I understand concerns raised with me about trophy hunting, and I agree that it is important we protect endangered animals across the world. I am encouraged that the UK Government is committed to conserving the world's wildlife.


Early Day Motions (EDMs) are never debated or voted upon.  Each year approximately 2,500 of these motions are tabled and for this reason they are widely ignored by the Government. They have little impact on parliamentary outcome and they cost a significant amount of taxpayers’ money to orchestrate.  For this reason, I don’t sign EDMs
But, I know that as part of its efforts to tackle the illegal wildlife trade, the UK hosted a fourth international conference on the illegal wildlife trade, building on previous conferences in held London, Kasane and Hanoi. It has also set up the £13 million Illegal Wildlife Challenge Fund to support projects in the developing world, and in 2012 funded a conference in Johannesburg to consider conservation of the African lion with other interested countries. 

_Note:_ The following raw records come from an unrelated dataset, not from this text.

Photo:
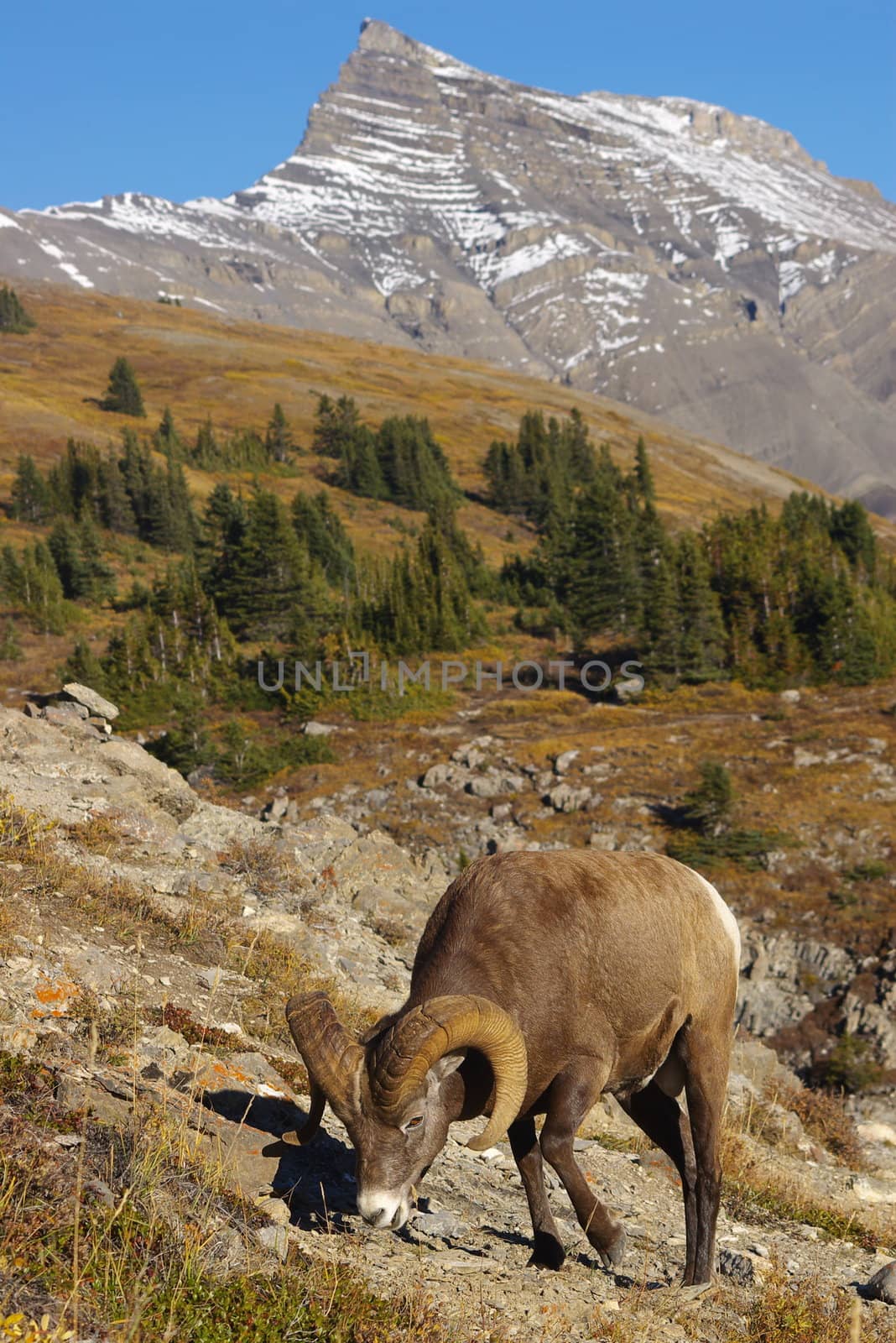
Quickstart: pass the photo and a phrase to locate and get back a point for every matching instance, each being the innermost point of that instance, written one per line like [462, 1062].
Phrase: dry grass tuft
[136, 1236]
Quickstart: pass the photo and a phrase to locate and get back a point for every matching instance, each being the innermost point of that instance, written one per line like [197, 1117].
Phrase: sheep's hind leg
[571, 1095]
[548, 1249]
[665, 1125]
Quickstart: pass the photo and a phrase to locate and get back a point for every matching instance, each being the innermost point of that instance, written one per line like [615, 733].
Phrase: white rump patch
[726, 917]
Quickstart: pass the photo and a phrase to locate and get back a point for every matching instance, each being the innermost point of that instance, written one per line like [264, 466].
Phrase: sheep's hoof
[548, 1252]
[613, 1253]
[690, 1291]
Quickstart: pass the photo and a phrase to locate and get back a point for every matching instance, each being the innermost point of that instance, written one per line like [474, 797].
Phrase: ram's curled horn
[407, 1052]
[331, 1056]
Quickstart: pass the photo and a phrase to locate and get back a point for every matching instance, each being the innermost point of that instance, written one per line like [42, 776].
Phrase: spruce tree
[31, 499]
[268, 575]
[83, 665]
[13, 319]
[114, 505]
[278, 440]
[336, 425]
[320, 530]
[167, 436]
[644, 476]
[9, 646]
[206, 453]
[605, 590]
[701, 648]
[123, 394]
[66, 552]
[663, 617]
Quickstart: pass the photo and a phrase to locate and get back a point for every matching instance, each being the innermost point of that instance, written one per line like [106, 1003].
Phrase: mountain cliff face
[665, 253]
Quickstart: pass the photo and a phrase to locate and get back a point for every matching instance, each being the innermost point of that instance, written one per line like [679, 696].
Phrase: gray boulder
[91, 702]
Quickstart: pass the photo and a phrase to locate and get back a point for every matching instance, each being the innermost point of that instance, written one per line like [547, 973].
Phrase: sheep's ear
[447, 1065]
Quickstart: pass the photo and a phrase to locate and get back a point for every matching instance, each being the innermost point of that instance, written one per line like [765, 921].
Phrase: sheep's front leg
[573, 1094]
[548, 1251]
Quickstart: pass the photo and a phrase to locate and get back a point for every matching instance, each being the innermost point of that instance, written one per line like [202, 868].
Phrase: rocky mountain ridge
[663, 252]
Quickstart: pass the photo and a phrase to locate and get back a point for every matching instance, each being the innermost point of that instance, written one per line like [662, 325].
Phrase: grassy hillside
[203, 366]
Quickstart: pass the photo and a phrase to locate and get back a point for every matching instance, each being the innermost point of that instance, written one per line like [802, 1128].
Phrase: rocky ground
[148, 940]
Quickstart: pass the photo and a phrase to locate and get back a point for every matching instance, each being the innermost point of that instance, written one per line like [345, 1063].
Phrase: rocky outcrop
[663, 252]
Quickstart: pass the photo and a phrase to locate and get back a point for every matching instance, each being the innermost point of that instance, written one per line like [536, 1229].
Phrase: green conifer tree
[83, 665]
[31, 499]
[123, 394]
[278, 440]
[13, 317]
[701, 648]
[336, 425]
[9, 645]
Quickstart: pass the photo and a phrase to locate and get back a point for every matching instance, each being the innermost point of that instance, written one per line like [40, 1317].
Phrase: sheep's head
[392, 1096]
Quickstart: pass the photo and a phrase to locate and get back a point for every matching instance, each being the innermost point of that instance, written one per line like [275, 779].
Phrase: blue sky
[199, 98]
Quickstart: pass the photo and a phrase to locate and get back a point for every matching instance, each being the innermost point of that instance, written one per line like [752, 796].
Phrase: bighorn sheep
[541, 980]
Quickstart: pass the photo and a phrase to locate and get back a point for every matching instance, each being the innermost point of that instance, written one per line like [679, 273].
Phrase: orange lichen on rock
[54, 997]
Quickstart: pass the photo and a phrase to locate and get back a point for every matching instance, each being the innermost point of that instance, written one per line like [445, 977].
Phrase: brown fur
[612, 966]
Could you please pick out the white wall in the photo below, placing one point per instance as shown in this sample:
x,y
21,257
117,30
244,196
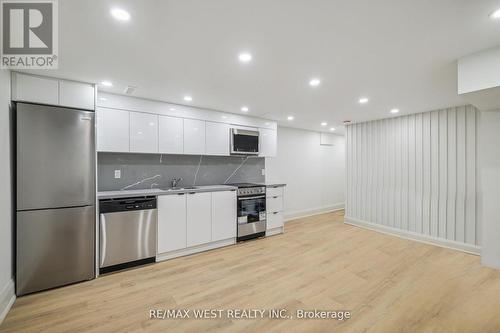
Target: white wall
x,y
489,189
6,282
417,175
314,174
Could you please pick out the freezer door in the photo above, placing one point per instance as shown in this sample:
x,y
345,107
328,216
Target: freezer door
x,y
55,157
55,247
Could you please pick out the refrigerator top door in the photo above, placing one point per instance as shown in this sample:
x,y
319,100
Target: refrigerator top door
x,y
55,157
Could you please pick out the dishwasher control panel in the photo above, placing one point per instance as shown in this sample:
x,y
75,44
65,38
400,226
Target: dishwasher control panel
x,y
126,204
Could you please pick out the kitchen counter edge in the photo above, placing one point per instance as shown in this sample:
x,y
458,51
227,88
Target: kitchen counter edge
x,y
156,192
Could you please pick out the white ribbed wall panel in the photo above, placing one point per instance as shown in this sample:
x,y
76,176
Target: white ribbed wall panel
x,y
415,174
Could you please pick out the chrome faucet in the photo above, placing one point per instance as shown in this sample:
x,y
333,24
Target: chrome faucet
x,y
175,182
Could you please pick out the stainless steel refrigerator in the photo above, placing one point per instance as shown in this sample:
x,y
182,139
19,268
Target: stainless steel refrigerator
x,y
55,196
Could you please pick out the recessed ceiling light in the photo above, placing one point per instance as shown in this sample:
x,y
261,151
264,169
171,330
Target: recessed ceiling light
x,y
495,15
314,82
120,14
245,57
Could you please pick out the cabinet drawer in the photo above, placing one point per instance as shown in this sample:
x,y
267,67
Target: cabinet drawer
x,y
274,191
274,220
274,204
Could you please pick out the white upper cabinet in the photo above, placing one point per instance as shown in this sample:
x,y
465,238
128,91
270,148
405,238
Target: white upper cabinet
x,y
171,135
36,89
46,90
268,142
217,139
143,132
224,215
194,136
171,223
199,218
76,95
113,130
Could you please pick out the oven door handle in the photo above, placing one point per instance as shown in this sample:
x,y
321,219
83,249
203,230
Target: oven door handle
x,y
256,197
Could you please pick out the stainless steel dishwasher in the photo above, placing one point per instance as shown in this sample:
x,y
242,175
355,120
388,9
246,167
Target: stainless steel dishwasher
x,y
127,232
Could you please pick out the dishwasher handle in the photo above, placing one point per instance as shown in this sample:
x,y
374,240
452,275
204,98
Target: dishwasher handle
x,y
127,204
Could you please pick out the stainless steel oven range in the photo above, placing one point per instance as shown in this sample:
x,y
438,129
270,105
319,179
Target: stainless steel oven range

The wildlife trade is regulated by the Convention on International Trade in Endangered Species, whose approach is to ensure that the trade is conducted legally and sustainably, not necessarily to reduce or end it. At its most recent conference the UK played a key role in developing a proposal for enhanced global rules on hunting and trade. The resulting tightening of controls are a very positive step towards ensuring sustainability.
Stricter controls on the import of six species subject to hunting, including lions and African elephants, were introduced in 2015.  Following our withdrawal from the EU, the Government will be in a position to consider future UK policy in this area.  There is no proposal to relax the laws, and in any event I would not support relaxation of the rules.
I hope this comes as some reassurance.